During the next 19 years at Harvard, he became the Galen L. Stone Professor of International Trade, the Director of the Harvard Institute for International Development at the Kennedy School of Government (1995–1999), and the Director of the Center for International Development (1999–2002).
In 2002, Sachs left Harvard to become the Director of the Earth Institute at Columbia University in New York City. At Columbia he is the Quetelet Professor of Sustainable Development, and is also a professor in Columbia's Department of Economics and the Department of Health Policy and Management. His classes are taught at the School of International and Public Affairs and theMailman School of Public Health, and his course "Challenges of Sustainable Development" is taught at the undergraduate level.
In his capacity as Director of the Earth Institute, he leads a university-wide organization of more than 850 professionals from natural-science and social-science disciplines, in support of sustainable development. Sachs has consistently advocated for the expansion of University education on sustainable development, and helped to introduce the PhD in Sustainable Development at Columbia University, one of the first PhD programs of its kind in the U.S. He championed the new Masters of Development Practice (MDP), which has led to a consortium of major universities around the world offering the new degree. The Earth Institute has also guided the adoption of sustainable development as a new major at Columbia College. The Earth Institute is home to cutting-edge research on all aspects of earth systems and sustainable development.

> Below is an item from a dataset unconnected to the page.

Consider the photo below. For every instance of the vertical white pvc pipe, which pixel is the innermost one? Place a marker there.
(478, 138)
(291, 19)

Sachs’ policy and academic works span the challenges of globalization, and include: the relationship of trade and economic growth; the resource curse and extractive industries; public health and economic development; economic geography; strategies of economic reform; international financial markets; macroeconomic policy; global competitiveness; climate change; and the end of poverty. He has authored or co-authored hundreds of scholarly articles and several books, including three bestsellers and a textbook on macroeconomics that is widely used around the world.

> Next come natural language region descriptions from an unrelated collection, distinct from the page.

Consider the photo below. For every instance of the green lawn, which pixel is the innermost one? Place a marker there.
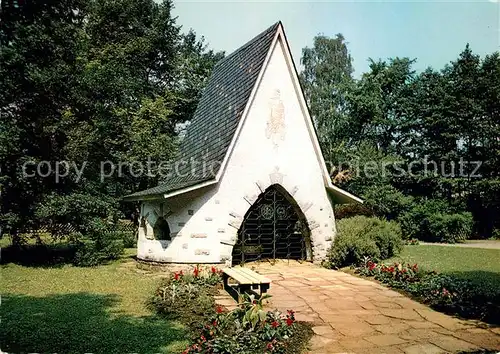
(481, 266)
(68, 309)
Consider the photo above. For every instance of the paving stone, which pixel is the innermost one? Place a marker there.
(367, 305)
(426, 348)
(418, 333)
(355, 343)
(421, 324)
(386, 350)
(319, 342)
(452, 344)
(322, 330)
(385, 339)
(443, 320)
(342, 304)
(404, 314)
(387, 305)
(360, 313)
(355, 315)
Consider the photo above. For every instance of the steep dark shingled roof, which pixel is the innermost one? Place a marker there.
(217, 115)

In 2011 Sachs called for the creation of a third U.S. political party, an "Alliance for the Radical Center".
Views
My work has focussed on three areas of international economics: comparative macroeconomic performance of the Organisation for Economic Co-operation and Development economies, the scope of macroeconomic policy among these economies, and the nature of international lending to developing countries. On the first topic, I collaborated with Michael Bruno for several years in the study of the supply shocks of the 1970s and early 1980s and the ensuing stagflation in the industrialised economies. That work led to an investigation of the role of external disturbances (such as higher energy prices) in macroeconomic adjustment, and more importantly, to the role of labour market institutions in the adjustment process.

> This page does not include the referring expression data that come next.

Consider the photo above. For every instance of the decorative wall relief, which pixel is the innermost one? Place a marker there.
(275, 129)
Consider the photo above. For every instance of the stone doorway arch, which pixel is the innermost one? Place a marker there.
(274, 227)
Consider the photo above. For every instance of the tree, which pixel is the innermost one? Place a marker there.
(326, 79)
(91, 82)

We were among the first researchers to point out that European wage indexation was a major factor in the prolonged high unemployment since 1973. The work is pulled together in our book, Economics of Worldwide Stagflation. On the topic of international policy co-ordination, I have undertaken theoretical and empirical work to investigate the potential macroeconomic gains of closer coordination of macroeconomic policies
among the industrial economies.
Starting from the theoretical result that nonco-operative policy-making is likely to be Pareto-inefficient, I have used large-scale econometric models to investigate the magnitude of the inefficiency. On the issue of international lending, I have been investigating the origins of the international debt crisis in the 1980s, as well as trying to identify the structural features of international lending that make the loan markets susceptible to such crises. The work stresses the non-enforceability of international loans, and the types of market failures that can result therefrom.
Also, I am designing large-scale econometric models of global macroeconomic balance that can help to assess the prospects for continued debt servicing.